Using Job Assemblies

Pre-built scope packages that turn a 90-minute estimate into a 90-second one.

An assembly is a complete, pre-built scope package for a job type you build over and over. Instead of adding 40 line items one by one, you pick the assembly, customize the few pieces that change between jobs, and you're done. Speed, consistency, and protected margin — all three at once.

What ships with V104

V104 ships with five prebuilt assemblies based on the most common Arise Above project types:

Standard Kitchen Remodel — Cabinet demo, flooring, countertops, plumbing rough-in, electrical updates, paint, finish carpentry. Mid-tier finish baseline.
Bathroom Renovation — Full gut and rebuild. Tile shower, vanity, toilet, lighting, fan, paint, flooring. Includes plumbing and electrical rough-in lines.
Roof Replacement — Tear-off, underlayment, shingles, drip edge, flashing, ridge vent, dump fees.
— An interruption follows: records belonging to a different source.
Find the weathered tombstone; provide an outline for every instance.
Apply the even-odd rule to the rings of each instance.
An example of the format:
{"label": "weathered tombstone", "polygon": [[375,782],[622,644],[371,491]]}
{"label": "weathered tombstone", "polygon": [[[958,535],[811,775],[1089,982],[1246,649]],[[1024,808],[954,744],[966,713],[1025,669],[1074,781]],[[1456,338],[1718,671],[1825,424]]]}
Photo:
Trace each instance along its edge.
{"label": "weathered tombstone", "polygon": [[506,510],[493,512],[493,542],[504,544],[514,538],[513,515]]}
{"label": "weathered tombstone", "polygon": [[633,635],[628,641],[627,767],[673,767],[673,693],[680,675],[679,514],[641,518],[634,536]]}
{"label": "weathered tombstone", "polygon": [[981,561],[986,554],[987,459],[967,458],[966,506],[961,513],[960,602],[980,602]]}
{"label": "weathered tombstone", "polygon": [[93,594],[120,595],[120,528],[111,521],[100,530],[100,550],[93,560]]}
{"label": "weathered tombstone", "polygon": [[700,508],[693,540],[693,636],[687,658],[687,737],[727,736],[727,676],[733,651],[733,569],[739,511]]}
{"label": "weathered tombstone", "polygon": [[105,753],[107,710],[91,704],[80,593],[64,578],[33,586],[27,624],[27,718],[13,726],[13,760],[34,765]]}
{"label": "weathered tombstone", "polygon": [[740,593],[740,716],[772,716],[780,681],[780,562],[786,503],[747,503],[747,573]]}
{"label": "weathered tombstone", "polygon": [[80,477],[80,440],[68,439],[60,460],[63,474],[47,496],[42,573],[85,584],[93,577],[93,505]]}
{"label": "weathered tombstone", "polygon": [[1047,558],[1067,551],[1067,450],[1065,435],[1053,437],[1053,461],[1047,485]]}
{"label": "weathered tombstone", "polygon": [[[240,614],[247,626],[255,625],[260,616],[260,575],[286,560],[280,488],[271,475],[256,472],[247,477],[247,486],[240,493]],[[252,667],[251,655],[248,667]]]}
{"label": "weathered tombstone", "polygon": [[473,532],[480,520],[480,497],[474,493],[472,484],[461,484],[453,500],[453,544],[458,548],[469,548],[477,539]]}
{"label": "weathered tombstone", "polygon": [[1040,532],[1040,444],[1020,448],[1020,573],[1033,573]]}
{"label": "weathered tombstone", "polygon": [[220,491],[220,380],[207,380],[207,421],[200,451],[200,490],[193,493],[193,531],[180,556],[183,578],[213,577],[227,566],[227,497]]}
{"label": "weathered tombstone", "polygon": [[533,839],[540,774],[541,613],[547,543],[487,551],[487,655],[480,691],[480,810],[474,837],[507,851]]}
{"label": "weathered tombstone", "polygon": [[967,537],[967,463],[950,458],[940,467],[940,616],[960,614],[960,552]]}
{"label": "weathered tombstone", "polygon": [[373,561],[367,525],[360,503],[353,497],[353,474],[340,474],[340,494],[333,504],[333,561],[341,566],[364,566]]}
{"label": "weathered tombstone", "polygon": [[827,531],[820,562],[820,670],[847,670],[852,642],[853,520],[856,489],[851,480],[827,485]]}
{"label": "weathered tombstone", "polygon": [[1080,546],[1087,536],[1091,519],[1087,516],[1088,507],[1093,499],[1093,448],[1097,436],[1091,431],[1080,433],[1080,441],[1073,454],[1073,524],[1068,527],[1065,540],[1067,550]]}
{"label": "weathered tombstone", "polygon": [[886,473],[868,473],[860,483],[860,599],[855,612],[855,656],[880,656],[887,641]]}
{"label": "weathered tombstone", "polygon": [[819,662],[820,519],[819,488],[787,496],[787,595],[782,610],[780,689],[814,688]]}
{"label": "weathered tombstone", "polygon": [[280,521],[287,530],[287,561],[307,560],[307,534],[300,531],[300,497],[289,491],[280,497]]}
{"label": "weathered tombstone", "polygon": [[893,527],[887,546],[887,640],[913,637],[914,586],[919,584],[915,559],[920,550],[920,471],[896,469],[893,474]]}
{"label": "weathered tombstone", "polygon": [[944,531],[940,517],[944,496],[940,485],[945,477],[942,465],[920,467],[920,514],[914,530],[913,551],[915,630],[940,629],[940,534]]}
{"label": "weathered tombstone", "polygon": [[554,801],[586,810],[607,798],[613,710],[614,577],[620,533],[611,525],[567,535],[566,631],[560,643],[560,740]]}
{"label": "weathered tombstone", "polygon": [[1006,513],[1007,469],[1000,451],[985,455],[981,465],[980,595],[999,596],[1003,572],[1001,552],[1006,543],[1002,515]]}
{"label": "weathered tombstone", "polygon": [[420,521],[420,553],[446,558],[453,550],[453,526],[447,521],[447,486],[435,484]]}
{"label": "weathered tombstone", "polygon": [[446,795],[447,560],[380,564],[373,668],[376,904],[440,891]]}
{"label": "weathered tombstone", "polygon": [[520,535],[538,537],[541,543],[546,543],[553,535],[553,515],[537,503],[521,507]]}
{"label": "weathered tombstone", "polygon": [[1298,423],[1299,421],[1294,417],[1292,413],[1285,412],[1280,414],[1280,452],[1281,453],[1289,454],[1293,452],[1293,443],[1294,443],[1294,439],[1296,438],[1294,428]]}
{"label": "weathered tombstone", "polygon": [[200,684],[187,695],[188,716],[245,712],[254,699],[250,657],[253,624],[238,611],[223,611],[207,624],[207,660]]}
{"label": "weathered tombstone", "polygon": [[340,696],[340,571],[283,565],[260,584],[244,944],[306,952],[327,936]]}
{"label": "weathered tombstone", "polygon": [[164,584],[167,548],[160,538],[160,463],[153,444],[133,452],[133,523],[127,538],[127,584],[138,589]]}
Sized by squares.
Full Interior Repaint — Walls, ceilings, trim, doors. Includes prep, primer, two coats. Sized by sqft.
Flooring (Vinyl Plank, 1,000 sqft) — Demo existing, prep subfloor, install LVP, transitions, base shoe. Scaled per sqft.

How to load an assembly

  1. Open the Estimate tab and start a new estimate (or open an existing draft).
  2. Tap + Assembly in the line items section.
  3. Pick the assembly that matches the job. Filter by category if you've got many saved.
  4. Adjust the variables — square footage, fixture grade, finish tier — then tap Insert.
  5. Every line item lands in the estimate, fully priced, ready to edit.

Saving your own assemblies

The shipped assemblies are a starting point. Your real edge comes from building assemblies that match how you actually run jobs.

  1. Build an estimate the way you'd want it baselined.
  2. Tap the menu icon in the top right of the estimate.
  3. Select Save as Assembly.
  4. Name it. Tag it. Add notes about when to use it.

Every future estimate that fits this template is now one tap away.

Why assemblies beat line-by-line

Build one assembly per repeat job type in your business. The first time costs you 30 minutes. Every subsequent estimate of that type costs you 30 seconds.